Aleece: I have the Smite Center for Sexual Health in Asheville, North Carolina. So you can go to our website, which is just phosphite center.com. If you wanted to follow us on Instagram, we're at Smite Center or myself, which is at Sex Med pa. Ooh,
Mary: like it, that one. Okay. Make sure that's all the show notes.
Thank you so much for your, brilliance, your time, your energy, and and really shifting the way we think, act and treat menopause.
Aleece: It has been my pleasure. Thank you so much for having me.
Mary: I have several takeaways from this conversation with Aleece Fosnight, but I'm gonna take the opportunity in this closing to draw attention to Genitourinary syndrome of menopause, also known as GSM, and it was brought up in this conversation. Dr. Aleece is elated that this report came out in April, 2025, and in my group of menopause doulas and women who work in the menopause arena, we shared this on our WhatsApp chat.
So much excitement came out of it. So I wanna take this opportunity since it was important part of this conversation. To draw more attention to it. This is important. This is the kind of disruption I like to do. The education piece I bring to this area in Women's Health Curate the most relevant recent evidence-based research backed information so that you can make informed decisions about your health and make shared decisions with your healthcare team.
So this report that came out from the American Urological Association is a comprehensive clinical guideline that is endorsed also by the Menopause Society. First of all, the purpose and the scope of this report is to bring attention to what GSM is, which refers to the. Vulvovaginal urinary and sexual symptoms that are caused by reduced estrogen and androgen levels during menopause.
This study aims to help clinicians identify, diagnose, and manage GSM to improve quality of life, while also minimizing risks. Key recommendations that came out shared decision making central to care. Treatment plans must reflect patient's values, preferences, and goals. Which means the patient comes first.

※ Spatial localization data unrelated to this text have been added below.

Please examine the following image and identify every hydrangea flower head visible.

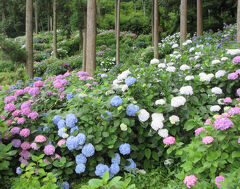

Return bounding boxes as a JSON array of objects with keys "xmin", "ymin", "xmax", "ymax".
[
  {"xmin": 44, "ymin": 144, "xmax": 55, "ymax": 155},
  {"xmin": 125, "ymin": 76, "xmax": 136, "ymax": 86},
  {"xmin": 202, "ymin": 136, "xmax": 214, "ymax": 144},
  {"xmin": 110, "ymin": 96, "xmax": 123, "ymax": 106},
  {"xmin": 95, "ymin": 164, "xmax": 109, "ymax": 178},
  {"xmin": 119, "ymin": 143, "xmax": 131, "ymax": 155},
  {"xmin": 17, "ymin": 118, "xmax": 26, "ymax": 125},
  {"xmin": 126, "ymin": 104, "xmax": 139, "ymax": 116},
  {"xmin": 53, "ymin": 115, "xmax": 61, "ymax": 125},
  {"xmin": 232, "ymin": 56, "xmax": 240, "ymax": 63},
  {"xmin": 16, "ymin": 167, "xmax": 21, "ymax": 175},
  {"xmin": 163, "ymin": 136, "xmax": 176, "ymax": 145},
  {"xmin": 75, "ymin": 164, "xmax": 86, "ymax": 174},
  {"xmin": 184, "ymin": 175, "xmax": 198, "ymax": 188},
  {"xmin": 28, "ymin": 87, "xmax": 40, "ymax": 96},
  {"xmin": 4, "ymin": 96, "xmax": 17, "ymax": 103},
  {"xmin": 111, "ymin": 153, "xmax": 121, "ymax": 164},
  {"xmin": 57, "ymin": 119, "xmax": 66, "ymax": 129},
  {"xmin": 138, "ymin": 109, "xmax": 150, "ymax": 122},
  {"xmin": 195, "ymin": 127, "xmax": 207, "ymax": 135},
  {"xmin": 76, "ymin": 133, "xmax": 86, "ymax": 145},
  {"xmin": 110, "ymin": 163, "xmax": 120, "ymax": 175},
  {"xmin": 171, "ymin": 96, "xmax": 186, "ymax": 107},
  {"xmin": 33, "ymin": 80, "xmax": 44, "ymax": 87},
  {"xmin": 101, "ymin": 111, "xmax": 112, "ymax": 121},
  {"xmin": 57, "ymin": 139, "xmax": 66, "ymax": 147},
  {"xmin": 228, "ymin": 72, "xmax": 238, "ymax": 80},
  {"xmin": 76, "ymin": 154, "xmax": 87, "ymax": 164},
  {"xmin": 124, "ymin": 159, "xmax": 136, "ymax": 172},
  {"xmin": 82, "ymin": 143, "xmax": 95, "ymax": 157},
  {"xmin": 66, "ymin": 114, "xmax": 78, "ymax": 128},
  {"xmin": 215, "ymin": 176, "xmax": 225, "ymax": 189},
  {"xmin": 213, "ymin": 118, "xmax": 233, "ymax": 130},
  {"xmin": 34, "ymin": 135, "xmax": 47, "ymax": 143},
  {"xmin": 21, "ymin": 141, "xmax": 31, "ymax": 150},
  {"xmin": 28, "ymin": 111, "xmax": 39, "ymax": 120},
  {"xmin": 10, "ymin": 127, "xmax": 21, "ymax": 135},
  {"xmin": 12, "ymin": 139, "xmax": 21, "ymax": 148},
  {"xmin": 179, "ymin": 86, "xmax": 193, "ymax": 95},
  {"xmin": 19, "ymin": 128, "xmax": 30, "ymax": 138},
  {"xmin": 59, "ymin": 181, "xmax": 70, "ymax": 189},
  {"xmin": 4, "ymin": 103, "xmax": 16, "ymax": 112}
]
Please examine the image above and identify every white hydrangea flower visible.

Second, screening and diagnosis. Clinicians should screen at risk patients and use trauma-informed care where appropriate, which Aleece spoke about. Low dose local vaginal estrogen cream is strongly recommended for dryness, discomfort, dyspaurenia, which is painful. Sex and prevention of recurrent urinary tract infections.
UTIs. Non-hormonal therapies also include vaginal moisturizers and lubricants, but alternative supplements still lack supporting evidence as a viable non-hormonal therapy, as well as laser treatments because there's still not enough current evidence to support use for GSM symptoms. Cancer considerations why we were seeing the black box warning labels, low dose vaginal, estrogen, and even DHEA do not appear to increase risks of breast or endometrial cancers.
These warnings that we're seeing on the labels are based on outdated information that is not current to the research surrounding women's hormonal health. GSM is incredibly common and we often giggle about it, laugh about it, joke about it. When we sneeze, we pee. When we cough, we pee, and that is only one part of the symptoms.
Painful sex is another part or the urge to go frequently. GSM affects up to 77% of women during an after menopause, but it's still very much under reported and often goes untreated. So that burning, that dryness, the itching, painful sex urinary symptoms, even UTIs. Take caution. Have a conversation with your doctor.
GSM is treatable. You don't have to live with these symptoms and your quality of life comes first. If you wanna learn more about Aleece and the worksheet he does for a trauma informed patient care. Her links are in the show notes. She's at aeroflowurology.com, and also on Facebook and Instagram at Aeroflow Urology.
And just to make things easier for what I just summed up, I have included a link to a one page guideline. It's a summary of the 2025 Genitor Syndrome of Menopause GSM report that came out from the American Urology Association. Check it out, stay informed, and take it to your doctor. Have that conversation.
The goal is to reach shared decision making in your healthcare, but you need to make those informed decisions for your health first.